The Republican Party’s Moral Disfigurement

Republicans may disagree with Trump in private, but they’ll never do so publicly.
Donald Trump
(Gage SkidmoreCC BY-SA 3.0)

In his recent opinion piece titled “What’s the Matter With Republicans?,” Peter Wehner considers the psychological reasons why Republicans continue to vociferously defend a man and president like Donald Trump (emphasis mine):

As a conservative-leaning clinical psychologist I know explained to me, when new experiences don’t fit into an existing schema — Mr. Trump becoming the leader of the party that insisted on the necessity of good character in the Oval Office when Bill Clinton was president, for example — cognitive accommodation occurs.

When the accommodation involves compromising one’s sense of integrity, the tensions are reduced when others join in the effort. This creates a powerful sense of cohesion, harmony and group think. The greater the compromise, the more fierce the justification for it — and the greater the need to denounce those who call them out for their compromise. “In response,” this person said to me, “an us versus them’ mentality emerges, sometimes quite viciously.”

[…]

Month after month, with one outrageous, norm-shattering comment or action giving way to another, Republicans who in the past could never have envisioned being Trump acolytes, have been ground down. Accommodation has kicked in, which is a psychological relief to many of them. For those who view Mr. Trump as a model politician who voices their grievances and fights with a viciousness they have long hoped for from Republicans, the accommodation is not just a relief but a source of delight.

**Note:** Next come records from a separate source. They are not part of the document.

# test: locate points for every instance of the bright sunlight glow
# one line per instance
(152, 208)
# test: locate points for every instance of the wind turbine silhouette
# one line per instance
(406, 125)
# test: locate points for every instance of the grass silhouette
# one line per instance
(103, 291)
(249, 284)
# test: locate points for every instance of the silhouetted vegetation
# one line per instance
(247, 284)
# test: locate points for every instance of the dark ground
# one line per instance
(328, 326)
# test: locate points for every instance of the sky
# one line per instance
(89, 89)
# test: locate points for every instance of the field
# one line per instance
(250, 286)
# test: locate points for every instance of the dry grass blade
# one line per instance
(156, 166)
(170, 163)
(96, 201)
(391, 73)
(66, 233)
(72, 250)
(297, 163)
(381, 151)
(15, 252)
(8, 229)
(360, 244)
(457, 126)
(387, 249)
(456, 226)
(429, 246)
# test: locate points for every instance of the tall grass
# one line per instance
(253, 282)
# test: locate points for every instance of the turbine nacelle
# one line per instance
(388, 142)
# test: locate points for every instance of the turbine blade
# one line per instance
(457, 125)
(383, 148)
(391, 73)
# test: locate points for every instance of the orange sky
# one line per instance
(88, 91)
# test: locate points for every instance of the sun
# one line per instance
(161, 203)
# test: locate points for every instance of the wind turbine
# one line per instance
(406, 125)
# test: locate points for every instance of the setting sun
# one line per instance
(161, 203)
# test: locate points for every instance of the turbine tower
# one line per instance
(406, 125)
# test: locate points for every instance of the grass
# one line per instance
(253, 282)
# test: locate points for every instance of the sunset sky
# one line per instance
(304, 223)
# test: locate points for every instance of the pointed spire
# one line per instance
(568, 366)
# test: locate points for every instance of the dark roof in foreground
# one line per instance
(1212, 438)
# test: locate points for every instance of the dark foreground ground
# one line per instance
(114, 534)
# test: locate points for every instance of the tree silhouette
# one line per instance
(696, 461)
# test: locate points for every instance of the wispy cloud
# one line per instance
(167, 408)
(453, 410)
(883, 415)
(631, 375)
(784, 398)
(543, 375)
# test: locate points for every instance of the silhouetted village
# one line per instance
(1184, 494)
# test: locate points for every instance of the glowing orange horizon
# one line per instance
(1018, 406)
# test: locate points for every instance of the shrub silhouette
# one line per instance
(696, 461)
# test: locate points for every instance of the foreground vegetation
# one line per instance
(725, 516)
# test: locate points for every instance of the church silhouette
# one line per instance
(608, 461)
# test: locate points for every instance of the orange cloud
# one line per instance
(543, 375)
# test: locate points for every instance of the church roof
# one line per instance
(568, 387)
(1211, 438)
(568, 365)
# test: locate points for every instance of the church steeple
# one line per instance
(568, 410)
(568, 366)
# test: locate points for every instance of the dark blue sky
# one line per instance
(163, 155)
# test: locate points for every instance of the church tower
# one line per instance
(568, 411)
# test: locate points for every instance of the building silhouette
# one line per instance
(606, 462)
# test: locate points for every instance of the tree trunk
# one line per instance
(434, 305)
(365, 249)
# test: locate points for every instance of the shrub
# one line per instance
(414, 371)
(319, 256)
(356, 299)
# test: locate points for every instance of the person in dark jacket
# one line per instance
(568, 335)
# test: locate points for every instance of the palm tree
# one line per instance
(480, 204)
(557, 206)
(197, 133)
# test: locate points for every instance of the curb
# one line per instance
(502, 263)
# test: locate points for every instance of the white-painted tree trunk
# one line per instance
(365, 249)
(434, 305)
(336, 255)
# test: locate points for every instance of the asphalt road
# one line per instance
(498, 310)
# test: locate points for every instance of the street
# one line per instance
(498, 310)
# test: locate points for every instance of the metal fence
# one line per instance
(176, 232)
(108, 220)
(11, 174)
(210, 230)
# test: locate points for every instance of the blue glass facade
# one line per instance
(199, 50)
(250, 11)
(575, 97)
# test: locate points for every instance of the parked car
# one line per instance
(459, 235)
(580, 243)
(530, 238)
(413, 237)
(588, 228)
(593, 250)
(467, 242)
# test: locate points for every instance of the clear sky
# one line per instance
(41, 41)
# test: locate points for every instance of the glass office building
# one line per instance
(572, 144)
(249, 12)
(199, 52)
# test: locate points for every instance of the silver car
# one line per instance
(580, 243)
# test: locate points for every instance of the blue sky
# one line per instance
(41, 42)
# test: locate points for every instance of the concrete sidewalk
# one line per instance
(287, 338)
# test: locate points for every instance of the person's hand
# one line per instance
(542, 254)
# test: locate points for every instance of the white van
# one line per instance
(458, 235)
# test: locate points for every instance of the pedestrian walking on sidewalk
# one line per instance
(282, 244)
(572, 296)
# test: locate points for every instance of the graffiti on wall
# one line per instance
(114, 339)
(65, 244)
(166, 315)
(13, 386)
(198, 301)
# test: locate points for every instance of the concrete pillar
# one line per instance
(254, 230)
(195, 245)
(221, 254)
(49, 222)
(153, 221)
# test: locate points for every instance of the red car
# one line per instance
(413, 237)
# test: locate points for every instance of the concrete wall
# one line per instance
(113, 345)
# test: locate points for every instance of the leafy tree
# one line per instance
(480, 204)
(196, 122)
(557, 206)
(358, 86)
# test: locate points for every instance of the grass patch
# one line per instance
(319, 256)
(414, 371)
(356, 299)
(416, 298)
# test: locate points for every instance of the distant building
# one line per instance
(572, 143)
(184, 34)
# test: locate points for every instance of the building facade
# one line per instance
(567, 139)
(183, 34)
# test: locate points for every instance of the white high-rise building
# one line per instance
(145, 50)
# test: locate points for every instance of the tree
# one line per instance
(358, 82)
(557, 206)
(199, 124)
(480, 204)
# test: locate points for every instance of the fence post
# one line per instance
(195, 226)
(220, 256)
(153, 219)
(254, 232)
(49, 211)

As the psychologist I spoke to put it to me, many Republicans “are nearly unrecognizable versions of themselves pre-Trump. At this stage it’s less about defending Trump; they are defending their own defense of Trump.”

There are many things that frustrate me concerning the ongoing Republican support of Trump, and their blatant and feckless kowtowing to Trump’s ego, deceit, and cruelty is at the top of the list. Maybe they do disagree and dislike him in private, but if asked to stand up to him publicly in the light of day, when and where it really matters, they fold. Cowardly, self-serving opportunists, the lot of them. They’re scared of getting on Trump’s bad side and they’re scared of losing whatever power they’re clinging to, so they say and do whatever they have to in order to justify their cowardice.

I have no great love of the Democrats, who have their own issues, but Wehner’s right when he calls the Republican Party “morally disfigured.” They’ve sold their souls to Trump, and as a result, “they will pay a fearsome price generationally, demographically and, above all, morally.”